Objective: The purpose of this research is to assess short-term blood pressure change and hypertension incidence, and identify correlates of incident hypertension in the USA and Poland.
Design and methods: Population-based samples aged 45-64 years at enrollment from the Atherosclerosis Risk in Communities (ARIC) and the Pol-MONICA studies: including 3777 whites from Minneapolis, Minnesota, USA suburbs (urban), 3635 whites from Washington County, Maryland, USA (semi-rural) and 3109 blacks from Jackson, Mississippi, USA surveyed in 1987-1989 and 1990-1992; and 389 persons from Warsaw, Poland (urban) and 322 from Tarnobrzeg Province, Poland (semi-rural) surveyed in 1987-1988 and 1992-1993.

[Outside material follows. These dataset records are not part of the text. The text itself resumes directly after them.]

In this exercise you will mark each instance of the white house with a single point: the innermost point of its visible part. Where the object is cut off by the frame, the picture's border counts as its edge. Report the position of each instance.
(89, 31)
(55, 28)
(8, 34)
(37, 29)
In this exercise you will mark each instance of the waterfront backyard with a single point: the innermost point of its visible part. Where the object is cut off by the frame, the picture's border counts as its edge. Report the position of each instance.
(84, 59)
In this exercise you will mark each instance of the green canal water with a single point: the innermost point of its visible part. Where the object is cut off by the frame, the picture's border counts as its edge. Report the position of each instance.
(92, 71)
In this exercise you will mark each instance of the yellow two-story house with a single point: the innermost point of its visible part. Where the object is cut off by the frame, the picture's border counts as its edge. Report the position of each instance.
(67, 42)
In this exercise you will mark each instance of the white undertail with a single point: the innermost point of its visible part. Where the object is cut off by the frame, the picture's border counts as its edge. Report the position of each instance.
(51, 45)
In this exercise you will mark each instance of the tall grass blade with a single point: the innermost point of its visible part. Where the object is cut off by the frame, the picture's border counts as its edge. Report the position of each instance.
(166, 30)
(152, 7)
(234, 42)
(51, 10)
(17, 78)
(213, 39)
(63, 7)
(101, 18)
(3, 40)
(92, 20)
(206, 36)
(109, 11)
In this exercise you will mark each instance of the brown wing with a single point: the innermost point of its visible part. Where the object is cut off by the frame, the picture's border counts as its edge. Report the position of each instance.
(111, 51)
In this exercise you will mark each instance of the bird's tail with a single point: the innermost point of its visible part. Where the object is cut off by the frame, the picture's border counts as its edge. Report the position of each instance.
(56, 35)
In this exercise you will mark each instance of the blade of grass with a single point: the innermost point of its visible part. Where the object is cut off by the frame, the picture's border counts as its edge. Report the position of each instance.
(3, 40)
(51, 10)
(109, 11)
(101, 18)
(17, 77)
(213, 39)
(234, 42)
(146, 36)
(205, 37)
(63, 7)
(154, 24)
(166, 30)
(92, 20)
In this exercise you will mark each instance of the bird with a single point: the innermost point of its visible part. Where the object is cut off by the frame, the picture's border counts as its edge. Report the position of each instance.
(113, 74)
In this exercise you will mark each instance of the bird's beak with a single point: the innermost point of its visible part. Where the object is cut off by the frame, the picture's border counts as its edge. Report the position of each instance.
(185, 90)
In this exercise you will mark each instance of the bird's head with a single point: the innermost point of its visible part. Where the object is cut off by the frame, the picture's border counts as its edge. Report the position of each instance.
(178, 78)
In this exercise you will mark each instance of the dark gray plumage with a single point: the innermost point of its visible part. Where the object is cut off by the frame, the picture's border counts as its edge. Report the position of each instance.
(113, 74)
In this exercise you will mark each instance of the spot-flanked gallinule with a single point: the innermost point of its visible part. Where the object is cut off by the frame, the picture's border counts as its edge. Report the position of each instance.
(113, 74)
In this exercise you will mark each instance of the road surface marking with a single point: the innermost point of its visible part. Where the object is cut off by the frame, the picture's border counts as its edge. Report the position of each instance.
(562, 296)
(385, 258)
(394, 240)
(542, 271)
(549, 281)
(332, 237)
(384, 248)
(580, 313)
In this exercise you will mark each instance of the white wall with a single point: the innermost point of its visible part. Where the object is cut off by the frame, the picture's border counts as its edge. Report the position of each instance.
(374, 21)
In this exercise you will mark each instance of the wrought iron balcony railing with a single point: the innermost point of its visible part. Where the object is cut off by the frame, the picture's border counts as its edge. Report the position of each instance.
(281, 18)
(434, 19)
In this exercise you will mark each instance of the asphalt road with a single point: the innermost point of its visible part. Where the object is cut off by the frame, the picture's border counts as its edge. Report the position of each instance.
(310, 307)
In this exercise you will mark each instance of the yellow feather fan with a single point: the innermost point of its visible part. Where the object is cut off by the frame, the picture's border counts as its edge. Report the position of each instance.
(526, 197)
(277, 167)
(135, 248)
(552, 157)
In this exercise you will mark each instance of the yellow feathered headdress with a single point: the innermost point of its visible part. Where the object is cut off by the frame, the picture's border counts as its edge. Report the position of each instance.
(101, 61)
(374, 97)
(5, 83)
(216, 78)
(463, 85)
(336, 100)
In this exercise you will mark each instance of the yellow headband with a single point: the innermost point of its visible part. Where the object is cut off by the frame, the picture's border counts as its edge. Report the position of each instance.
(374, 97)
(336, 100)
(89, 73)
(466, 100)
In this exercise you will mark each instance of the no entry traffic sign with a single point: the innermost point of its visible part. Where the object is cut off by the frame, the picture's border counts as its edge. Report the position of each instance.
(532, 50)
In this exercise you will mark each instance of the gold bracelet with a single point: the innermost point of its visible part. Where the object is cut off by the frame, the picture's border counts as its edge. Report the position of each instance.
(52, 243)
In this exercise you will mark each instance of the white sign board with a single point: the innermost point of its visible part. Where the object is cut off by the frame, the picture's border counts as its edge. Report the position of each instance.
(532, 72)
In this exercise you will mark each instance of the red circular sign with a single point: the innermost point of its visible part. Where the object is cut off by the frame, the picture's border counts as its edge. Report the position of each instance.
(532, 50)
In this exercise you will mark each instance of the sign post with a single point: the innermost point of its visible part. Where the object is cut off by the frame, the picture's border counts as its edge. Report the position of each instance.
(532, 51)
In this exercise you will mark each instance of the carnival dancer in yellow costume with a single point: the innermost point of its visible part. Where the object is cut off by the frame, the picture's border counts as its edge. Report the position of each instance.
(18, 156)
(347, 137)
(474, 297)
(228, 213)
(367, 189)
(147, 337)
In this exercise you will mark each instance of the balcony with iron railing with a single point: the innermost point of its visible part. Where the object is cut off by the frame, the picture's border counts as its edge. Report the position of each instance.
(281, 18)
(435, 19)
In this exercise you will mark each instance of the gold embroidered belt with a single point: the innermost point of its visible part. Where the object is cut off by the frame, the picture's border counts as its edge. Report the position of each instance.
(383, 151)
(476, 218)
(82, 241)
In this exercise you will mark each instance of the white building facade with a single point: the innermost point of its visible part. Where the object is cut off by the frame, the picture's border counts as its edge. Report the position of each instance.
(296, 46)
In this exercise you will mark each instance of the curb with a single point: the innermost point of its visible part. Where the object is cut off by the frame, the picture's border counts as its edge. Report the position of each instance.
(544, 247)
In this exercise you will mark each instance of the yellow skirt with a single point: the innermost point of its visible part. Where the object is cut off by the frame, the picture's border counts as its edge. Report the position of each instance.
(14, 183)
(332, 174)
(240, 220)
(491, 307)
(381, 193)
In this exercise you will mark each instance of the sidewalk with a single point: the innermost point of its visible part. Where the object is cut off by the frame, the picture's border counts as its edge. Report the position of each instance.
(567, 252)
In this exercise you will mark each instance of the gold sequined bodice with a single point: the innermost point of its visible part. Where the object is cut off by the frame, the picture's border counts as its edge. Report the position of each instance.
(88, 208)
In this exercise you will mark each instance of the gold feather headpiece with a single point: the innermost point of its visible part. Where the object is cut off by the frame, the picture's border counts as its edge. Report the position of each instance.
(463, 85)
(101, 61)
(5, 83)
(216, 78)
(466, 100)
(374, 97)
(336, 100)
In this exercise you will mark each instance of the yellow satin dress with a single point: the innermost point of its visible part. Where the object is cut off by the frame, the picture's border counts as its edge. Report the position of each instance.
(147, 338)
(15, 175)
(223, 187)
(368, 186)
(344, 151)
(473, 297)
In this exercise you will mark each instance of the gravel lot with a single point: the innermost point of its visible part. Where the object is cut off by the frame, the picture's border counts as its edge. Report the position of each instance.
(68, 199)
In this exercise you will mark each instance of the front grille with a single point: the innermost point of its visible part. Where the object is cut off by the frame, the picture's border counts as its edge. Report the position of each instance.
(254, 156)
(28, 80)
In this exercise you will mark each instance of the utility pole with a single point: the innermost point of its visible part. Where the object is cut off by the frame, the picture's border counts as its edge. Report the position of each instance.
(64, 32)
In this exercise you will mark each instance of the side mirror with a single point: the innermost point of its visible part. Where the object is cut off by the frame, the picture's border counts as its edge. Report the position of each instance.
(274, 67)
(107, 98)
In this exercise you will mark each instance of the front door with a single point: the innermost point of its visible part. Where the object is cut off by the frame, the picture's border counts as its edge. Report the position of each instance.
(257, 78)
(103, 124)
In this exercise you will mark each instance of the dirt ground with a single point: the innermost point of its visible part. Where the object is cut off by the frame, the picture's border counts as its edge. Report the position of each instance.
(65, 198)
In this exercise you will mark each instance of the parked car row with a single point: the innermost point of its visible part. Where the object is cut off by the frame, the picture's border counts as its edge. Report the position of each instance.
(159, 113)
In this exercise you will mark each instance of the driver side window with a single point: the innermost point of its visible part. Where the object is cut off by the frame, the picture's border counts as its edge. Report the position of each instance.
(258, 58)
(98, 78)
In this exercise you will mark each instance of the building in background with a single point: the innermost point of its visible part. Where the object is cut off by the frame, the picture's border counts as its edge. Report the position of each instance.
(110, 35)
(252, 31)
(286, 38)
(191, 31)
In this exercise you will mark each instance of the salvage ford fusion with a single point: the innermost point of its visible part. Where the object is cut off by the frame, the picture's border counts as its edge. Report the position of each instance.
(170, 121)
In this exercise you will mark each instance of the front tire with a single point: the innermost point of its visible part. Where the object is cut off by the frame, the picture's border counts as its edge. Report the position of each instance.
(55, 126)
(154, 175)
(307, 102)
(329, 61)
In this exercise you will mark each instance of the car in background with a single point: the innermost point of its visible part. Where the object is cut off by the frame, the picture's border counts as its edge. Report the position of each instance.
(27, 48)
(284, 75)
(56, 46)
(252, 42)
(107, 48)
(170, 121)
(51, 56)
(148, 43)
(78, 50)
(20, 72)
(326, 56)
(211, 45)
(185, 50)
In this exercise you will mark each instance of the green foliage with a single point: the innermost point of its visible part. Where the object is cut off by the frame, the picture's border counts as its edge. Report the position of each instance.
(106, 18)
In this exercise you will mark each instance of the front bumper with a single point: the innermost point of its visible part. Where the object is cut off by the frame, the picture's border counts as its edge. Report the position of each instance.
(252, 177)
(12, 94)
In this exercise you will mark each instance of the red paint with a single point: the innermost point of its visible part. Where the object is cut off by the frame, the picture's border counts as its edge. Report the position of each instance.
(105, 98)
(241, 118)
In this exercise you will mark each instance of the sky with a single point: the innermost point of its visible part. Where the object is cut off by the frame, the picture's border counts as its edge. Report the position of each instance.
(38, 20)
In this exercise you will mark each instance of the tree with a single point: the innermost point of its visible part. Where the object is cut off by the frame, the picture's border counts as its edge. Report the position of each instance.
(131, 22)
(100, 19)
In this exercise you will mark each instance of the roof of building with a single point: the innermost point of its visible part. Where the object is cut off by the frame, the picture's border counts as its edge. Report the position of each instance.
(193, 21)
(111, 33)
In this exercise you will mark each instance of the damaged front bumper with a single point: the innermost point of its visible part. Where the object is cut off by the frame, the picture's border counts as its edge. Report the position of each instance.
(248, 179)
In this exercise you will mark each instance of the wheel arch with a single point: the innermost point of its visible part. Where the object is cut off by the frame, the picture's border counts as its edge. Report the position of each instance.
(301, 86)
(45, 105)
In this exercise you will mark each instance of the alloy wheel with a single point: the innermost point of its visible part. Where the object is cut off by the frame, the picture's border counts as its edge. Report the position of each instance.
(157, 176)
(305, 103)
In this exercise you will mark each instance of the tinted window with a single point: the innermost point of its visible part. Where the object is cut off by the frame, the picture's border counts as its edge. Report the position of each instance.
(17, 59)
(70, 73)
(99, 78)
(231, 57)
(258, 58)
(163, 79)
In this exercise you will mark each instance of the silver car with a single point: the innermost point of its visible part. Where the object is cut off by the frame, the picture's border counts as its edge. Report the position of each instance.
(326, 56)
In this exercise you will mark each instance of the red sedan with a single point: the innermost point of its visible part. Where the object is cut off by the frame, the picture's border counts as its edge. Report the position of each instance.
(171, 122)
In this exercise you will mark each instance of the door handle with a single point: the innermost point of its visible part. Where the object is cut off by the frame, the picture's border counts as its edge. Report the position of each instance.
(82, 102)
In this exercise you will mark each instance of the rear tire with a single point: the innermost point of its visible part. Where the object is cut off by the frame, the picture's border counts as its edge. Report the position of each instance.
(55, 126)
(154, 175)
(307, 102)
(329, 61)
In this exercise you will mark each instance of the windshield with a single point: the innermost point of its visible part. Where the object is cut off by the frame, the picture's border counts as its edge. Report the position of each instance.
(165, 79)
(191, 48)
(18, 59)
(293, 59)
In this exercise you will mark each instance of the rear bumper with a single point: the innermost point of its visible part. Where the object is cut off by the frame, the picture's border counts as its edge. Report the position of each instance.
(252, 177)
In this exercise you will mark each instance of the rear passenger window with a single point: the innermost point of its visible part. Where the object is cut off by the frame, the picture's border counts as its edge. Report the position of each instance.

Results: Age-standardized systolic and diastolic blood pressures at both screens were 9-20 and 5-9 mmHg higher in the Polish samples than in US blacks, who had higher levels than US whites. Age-adjusted annual hypertension incidence in both Polish male cohorts (6-8%) was higher than that in US white men (4%) and approaching that of US black men (7%); rates were also higher in Polish female cohorts (8-9%) than in US black women (8%), but nearly twice those in US white women (4%). Factors independently related to hypertension incidence included age, family history, smoking, baseline blood pressures and body mass index, and increase in body mass index and alcohol consumption between screenings. After adjustment for these factors, annualized hypertension incidence was similar in US white and Polish men (2.3 and 2.7%) compared with US black men (3.4%), and in US white and Polish women (1.5 and 1.3%) compared with US black women (3.9%).
Conclusions: Despite substantial differences in blood pressure levels and age-standardized hypertension incidence rates, the differences in incidence between Polish and US white men appear to be explained largely by differences in risk factors for hypertension.